Law schools are often judged on the basis of how many of their graduates clerk for U.S. Supreme Court Justices, though they are not formally ranked on this metric. Despite being about a third the size of Harvard Law, Yale currently has 10 clerks at the Court, while Harvard has nine.
This year, due to errors in reporting of data, some law schools were assigned abnormally high rankings—an irregularity that saw the University of North Dakota School of Law placed above Harvard Law School for a short time.
Robert J. Morse, director of data research at U.S. News & World Report, stated that law schools filled out questionnaires mailed to them in late 2008 or early 2009 and that some schools “gave the wrong percentages.” Morse stated that in the case of the University of North Dakota, when the dean realized the information was wrong, she contacted him and asked him to correct it.
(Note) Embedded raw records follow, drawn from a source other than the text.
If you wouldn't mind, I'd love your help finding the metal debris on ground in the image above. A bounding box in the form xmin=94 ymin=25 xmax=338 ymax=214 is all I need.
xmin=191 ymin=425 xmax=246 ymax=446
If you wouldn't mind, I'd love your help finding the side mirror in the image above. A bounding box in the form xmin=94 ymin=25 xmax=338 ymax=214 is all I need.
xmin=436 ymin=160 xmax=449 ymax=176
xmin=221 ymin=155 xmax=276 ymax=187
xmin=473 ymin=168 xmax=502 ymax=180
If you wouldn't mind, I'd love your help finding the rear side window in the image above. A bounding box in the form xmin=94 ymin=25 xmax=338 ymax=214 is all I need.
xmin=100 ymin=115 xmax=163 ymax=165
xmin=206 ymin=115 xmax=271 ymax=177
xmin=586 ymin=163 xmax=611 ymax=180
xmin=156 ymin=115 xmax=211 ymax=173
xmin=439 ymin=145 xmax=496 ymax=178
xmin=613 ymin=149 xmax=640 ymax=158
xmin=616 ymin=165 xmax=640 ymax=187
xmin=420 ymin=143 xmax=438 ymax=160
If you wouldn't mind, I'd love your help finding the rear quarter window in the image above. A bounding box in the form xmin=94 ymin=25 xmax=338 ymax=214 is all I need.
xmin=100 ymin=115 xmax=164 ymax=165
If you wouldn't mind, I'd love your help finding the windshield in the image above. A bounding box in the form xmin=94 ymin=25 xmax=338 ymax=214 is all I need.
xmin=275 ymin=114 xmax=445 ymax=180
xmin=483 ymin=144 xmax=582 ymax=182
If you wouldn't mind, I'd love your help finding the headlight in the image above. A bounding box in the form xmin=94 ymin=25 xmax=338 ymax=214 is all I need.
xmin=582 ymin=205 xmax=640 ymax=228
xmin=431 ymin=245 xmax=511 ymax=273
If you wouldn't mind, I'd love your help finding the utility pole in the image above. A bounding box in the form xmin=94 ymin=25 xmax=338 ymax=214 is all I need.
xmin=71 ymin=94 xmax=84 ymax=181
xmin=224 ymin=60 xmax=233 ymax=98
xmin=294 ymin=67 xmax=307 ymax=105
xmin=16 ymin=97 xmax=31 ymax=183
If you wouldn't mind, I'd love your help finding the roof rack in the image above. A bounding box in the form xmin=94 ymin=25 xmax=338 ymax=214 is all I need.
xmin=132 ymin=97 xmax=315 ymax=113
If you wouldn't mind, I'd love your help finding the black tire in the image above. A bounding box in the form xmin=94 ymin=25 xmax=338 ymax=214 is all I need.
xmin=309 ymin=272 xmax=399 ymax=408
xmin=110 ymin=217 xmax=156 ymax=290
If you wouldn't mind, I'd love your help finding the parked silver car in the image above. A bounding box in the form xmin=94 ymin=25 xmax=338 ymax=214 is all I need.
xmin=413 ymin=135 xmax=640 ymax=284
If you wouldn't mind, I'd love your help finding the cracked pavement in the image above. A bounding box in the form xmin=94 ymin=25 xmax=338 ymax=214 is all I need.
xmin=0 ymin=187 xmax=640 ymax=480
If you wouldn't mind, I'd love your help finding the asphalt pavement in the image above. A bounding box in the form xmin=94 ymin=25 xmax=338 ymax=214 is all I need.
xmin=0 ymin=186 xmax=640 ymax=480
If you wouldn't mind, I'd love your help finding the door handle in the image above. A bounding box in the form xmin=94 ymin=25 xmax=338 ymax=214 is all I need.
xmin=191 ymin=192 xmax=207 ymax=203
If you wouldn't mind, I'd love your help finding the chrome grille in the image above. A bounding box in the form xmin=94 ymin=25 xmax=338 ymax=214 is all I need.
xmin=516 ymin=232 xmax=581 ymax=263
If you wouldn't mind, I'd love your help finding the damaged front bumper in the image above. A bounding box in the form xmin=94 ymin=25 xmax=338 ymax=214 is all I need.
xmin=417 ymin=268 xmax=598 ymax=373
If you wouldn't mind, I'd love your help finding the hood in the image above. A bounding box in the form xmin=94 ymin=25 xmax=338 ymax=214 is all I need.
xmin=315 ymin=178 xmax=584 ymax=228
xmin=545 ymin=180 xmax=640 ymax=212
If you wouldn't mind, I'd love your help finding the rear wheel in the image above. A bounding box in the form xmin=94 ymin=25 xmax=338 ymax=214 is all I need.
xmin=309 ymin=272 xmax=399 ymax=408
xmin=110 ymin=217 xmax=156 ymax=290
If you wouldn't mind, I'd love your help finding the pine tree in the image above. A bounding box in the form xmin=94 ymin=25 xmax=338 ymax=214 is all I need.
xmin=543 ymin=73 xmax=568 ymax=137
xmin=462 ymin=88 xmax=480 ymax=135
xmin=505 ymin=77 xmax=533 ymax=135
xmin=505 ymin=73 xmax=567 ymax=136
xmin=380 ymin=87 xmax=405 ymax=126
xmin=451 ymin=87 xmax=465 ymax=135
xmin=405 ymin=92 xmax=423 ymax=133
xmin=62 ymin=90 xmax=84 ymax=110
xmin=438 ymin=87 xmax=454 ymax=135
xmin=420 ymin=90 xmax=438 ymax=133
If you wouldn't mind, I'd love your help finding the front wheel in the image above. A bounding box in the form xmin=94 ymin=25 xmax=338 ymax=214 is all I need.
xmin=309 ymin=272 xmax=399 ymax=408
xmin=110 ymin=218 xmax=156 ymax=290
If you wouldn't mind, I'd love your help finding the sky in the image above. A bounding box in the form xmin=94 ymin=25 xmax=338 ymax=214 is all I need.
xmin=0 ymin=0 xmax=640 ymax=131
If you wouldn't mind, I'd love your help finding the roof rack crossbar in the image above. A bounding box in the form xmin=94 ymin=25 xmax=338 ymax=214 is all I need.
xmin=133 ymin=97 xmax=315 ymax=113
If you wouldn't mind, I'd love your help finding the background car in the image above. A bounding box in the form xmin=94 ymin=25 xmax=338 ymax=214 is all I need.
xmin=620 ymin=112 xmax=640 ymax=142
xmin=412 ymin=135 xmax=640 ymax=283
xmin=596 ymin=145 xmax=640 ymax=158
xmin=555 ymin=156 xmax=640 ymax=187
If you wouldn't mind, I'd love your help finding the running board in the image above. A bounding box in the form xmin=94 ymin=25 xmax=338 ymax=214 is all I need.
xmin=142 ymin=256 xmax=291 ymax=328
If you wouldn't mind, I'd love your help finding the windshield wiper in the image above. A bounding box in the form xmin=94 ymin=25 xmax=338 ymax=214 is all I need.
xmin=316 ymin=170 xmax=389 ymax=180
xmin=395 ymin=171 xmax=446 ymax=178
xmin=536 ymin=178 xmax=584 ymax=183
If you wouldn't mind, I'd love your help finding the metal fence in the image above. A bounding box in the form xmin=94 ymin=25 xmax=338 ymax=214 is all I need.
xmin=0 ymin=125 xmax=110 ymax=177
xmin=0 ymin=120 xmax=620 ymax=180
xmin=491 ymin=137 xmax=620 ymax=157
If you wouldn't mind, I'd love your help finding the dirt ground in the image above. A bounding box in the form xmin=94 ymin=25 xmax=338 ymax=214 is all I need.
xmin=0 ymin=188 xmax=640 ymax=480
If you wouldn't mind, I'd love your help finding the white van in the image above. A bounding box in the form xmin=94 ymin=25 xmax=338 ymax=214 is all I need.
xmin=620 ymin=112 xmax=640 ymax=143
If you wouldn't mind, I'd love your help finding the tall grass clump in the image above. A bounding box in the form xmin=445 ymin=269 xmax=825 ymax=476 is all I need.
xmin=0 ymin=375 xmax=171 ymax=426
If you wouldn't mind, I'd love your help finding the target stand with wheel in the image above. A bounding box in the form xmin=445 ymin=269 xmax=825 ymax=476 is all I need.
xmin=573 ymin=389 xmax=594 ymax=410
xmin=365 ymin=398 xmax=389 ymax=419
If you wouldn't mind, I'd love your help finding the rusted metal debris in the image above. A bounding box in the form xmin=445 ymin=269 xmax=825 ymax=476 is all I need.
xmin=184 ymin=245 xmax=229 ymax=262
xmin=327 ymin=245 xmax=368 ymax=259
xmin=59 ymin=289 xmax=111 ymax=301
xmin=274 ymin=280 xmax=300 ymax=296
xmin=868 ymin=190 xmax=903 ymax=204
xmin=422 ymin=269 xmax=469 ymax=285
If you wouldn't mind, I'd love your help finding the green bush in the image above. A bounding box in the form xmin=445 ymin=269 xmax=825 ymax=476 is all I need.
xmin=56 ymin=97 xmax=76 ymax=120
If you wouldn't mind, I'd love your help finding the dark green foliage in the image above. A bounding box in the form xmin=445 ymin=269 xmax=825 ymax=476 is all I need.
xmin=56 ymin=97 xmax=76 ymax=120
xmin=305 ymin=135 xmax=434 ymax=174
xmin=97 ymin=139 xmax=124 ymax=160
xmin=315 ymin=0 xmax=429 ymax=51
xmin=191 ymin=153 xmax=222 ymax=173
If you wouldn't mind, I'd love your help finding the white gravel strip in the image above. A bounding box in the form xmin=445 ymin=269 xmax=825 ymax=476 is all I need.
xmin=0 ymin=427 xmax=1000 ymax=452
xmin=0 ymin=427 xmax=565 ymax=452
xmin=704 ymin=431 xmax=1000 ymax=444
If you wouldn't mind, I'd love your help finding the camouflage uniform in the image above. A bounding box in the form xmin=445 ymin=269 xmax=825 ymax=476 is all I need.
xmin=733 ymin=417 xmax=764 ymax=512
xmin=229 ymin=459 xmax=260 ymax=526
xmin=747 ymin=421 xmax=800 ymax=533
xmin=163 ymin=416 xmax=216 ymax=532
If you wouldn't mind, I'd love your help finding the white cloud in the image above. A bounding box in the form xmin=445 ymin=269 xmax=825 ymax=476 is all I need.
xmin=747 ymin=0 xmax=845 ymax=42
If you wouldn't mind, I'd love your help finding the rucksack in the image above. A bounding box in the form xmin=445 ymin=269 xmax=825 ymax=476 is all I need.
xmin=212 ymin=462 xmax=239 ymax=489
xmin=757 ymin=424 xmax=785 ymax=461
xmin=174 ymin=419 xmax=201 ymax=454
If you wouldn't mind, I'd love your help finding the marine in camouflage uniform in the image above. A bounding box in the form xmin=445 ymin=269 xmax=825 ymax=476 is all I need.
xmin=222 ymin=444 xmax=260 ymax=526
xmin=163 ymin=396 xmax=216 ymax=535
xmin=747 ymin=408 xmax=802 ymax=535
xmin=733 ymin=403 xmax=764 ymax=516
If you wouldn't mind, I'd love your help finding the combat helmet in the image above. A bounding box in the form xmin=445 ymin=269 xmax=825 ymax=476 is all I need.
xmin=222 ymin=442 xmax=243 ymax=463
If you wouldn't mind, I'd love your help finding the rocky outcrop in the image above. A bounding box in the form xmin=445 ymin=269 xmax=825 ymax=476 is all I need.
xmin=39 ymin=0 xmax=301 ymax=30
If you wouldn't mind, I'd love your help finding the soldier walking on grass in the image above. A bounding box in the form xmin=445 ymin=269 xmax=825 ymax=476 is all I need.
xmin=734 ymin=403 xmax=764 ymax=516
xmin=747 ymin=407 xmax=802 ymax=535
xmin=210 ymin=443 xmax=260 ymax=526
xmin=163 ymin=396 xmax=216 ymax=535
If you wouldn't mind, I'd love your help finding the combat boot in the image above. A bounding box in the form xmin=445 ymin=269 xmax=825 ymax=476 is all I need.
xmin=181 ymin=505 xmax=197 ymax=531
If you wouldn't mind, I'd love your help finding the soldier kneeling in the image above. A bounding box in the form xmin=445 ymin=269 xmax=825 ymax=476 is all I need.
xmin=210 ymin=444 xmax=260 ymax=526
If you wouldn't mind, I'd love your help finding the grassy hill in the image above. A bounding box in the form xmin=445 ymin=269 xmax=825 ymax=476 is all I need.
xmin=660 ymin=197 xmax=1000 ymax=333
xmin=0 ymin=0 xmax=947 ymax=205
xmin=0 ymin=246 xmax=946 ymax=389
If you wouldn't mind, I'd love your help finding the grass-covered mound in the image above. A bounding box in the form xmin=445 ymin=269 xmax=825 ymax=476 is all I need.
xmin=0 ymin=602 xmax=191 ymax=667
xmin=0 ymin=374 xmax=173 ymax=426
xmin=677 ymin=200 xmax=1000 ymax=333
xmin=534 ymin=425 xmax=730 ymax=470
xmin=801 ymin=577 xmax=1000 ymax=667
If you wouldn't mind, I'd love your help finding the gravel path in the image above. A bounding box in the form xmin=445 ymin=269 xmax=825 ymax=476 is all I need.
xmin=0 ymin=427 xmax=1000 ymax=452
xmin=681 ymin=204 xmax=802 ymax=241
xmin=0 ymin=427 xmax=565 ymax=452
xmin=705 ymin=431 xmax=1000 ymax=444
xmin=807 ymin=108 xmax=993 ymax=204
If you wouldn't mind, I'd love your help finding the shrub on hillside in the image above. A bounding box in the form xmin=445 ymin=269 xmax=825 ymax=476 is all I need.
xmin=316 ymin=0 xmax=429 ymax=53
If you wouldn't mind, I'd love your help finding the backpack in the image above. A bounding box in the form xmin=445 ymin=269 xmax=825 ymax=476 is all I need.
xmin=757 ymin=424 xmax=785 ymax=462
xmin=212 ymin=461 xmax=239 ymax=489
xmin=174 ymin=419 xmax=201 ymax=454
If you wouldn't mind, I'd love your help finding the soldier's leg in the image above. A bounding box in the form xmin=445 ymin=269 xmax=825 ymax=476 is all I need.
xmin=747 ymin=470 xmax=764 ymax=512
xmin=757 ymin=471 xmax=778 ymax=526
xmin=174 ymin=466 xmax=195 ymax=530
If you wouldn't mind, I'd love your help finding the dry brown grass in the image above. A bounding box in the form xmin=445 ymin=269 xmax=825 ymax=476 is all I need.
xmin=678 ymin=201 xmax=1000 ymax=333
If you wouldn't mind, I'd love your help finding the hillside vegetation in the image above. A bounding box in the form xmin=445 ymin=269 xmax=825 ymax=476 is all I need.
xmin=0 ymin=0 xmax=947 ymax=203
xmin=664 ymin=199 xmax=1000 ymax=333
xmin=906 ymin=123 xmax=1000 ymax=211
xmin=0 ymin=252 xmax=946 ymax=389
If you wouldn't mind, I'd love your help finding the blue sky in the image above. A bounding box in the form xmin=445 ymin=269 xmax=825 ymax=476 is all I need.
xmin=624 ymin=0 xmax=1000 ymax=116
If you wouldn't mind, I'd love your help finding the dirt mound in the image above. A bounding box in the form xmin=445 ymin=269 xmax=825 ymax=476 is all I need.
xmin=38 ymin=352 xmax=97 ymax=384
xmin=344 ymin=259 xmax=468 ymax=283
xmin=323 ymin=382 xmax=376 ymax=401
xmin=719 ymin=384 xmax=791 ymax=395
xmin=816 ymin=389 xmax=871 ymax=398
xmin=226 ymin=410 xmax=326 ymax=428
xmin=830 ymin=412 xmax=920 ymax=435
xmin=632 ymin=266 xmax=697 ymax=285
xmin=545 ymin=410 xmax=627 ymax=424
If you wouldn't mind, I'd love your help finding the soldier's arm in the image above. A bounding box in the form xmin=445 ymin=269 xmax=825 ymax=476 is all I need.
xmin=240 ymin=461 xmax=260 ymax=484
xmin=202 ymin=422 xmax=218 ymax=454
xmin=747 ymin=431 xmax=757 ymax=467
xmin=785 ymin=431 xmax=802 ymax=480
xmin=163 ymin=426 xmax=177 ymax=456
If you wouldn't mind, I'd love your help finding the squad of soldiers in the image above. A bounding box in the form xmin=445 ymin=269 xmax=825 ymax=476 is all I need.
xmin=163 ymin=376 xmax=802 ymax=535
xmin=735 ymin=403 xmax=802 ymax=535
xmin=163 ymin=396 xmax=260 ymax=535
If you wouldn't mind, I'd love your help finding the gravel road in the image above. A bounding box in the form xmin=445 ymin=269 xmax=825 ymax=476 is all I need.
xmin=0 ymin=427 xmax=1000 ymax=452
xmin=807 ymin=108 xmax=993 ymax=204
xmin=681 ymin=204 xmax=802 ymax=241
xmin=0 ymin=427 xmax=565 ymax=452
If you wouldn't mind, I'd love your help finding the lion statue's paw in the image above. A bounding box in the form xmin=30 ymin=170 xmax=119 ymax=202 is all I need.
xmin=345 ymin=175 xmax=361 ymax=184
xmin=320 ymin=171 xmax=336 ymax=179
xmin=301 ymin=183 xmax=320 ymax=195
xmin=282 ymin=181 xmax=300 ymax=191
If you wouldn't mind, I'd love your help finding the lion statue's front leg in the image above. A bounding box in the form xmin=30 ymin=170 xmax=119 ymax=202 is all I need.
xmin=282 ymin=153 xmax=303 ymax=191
Rob Carolin, director of alumni and public relations at the University of North Dakota School of Law, said that the error was completely unintentional and that he was “not sure where the number came from or where the mistake came from.”
Some Harvard Law students expressed doubt about using clerkship percentages to determine rankings.
Nicholas A. Price, a first-year law student, said that “Yale and Stanford are known for attracting people who want to go into academia,” so it would make sense that their students would have a higher interest in clerkships.
Rachel M. Sanchez, also a first-year, stated that Yale and Stanford are “more geared towards having their students become judges,” while Harvard is better known for producing corporate lawyers.
Sanchez also noted that the rankings do not reflect clerkships taken by students after being employed in law firms and that they do not speak to the acceptance rate of clerkship applicants.